Hello all, UC Berkeley student who knows how to code with minimal circuitry knowledge here.
Anywho, I wanted to make a 1 way intercom to connect two different parts of my house. Something that lets you talk to the other end while pushing a momentary button. I have found a couple of old phones to get parts from.
I was thinking of using an arduino to control NPN transistors that would power the mic and speaker (or should I not even be using a microcontroller at all). Anywho, could you provide any suggestions? I saw an arduino intercom project on the internet but it used the house lines and required picking up the phones which I don't want, I'd rath just a push to talk deal.
Thanks alot!
I was thinking of using an arduino to control NPN transistors that would power the mic and speaker (or should I not even be using a microcontroller at all).

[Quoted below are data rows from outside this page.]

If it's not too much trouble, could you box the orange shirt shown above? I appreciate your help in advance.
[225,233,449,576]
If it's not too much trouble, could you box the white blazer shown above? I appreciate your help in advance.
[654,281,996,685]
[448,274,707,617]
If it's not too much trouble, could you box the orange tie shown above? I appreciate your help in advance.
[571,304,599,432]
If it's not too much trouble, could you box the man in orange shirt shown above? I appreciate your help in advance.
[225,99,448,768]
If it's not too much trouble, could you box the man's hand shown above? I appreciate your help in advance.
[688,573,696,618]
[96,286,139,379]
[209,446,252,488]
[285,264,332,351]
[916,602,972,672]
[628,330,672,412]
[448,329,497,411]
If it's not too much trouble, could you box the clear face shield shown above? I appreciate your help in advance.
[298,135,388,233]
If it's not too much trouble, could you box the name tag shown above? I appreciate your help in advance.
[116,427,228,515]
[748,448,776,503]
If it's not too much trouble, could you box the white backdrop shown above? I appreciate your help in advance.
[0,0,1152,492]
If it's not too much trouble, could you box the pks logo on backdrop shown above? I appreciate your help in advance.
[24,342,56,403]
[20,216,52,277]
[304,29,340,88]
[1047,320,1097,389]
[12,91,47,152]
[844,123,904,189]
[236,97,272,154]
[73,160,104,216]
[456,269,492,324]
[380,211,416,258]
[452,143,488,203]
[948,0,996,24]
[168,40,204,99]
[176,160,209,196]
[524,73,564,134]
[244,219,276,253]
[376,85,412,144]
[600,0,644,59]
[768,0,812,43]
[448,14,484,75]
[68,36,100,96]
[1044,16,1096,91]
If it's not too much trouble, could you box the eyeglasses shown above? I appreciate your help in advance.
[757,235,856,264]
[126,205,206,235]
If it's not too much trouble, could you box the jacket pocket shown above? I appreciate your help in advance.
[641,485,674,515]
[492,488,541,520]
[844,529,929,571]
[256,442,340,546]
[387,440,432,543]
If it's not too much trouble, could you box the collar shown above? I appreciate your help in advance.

I agree, there is no value in using a microcontroller for your application. Just search the web for audio circuits. You will need a preamp chip for the microphone end and a small audio amplifier chip for the speaker end. LM386 http://www.national.com/ds/LM/LM386.pdf is a popular small amplifier chip that can drive the speaker and a LM387 is a popular chip for microphone preamps: http://www.national.com/ds/LM/LM387.pdf
Thanks for the help! I'm looking on the internet and there's a couple I may try, but do you think there'd be any way to do it without a chip (then I could do it now instead of ordering the part)
I'm pretty sure you can find both of those chips at Al Lashers electronics on University Blvd. They are both very cheap chips.
Thanks for the tip retrofly, I went there today and got the parts.
I'm going to be building this circuit:
Just one question, is s1 (switch one) a TPTT switch, just split into it's components all over the circuit diagram?
s1 (switch one) a TPTT switch
No... TTDT... but if one of those is hard to come by, just use a DPDT for S1a + S1b (two parts, one switch, split all over diagram) and put a momentary (push for on... like doorbell) switch in for S1c. (And for the switch on the slave unit.) It will mean you have to be dexterous to use the thing.... but it will also mean that you don't have to remember to "switch off" (and save batteries) after use. Or use wall-wart, and leave S1c out. With S1c and switch in slave, intercom will work if either pressed, and no (big) problems will arise if both pressed, and both batteries not nearing exhaustion. I'd be tempted to add a diode at each battery.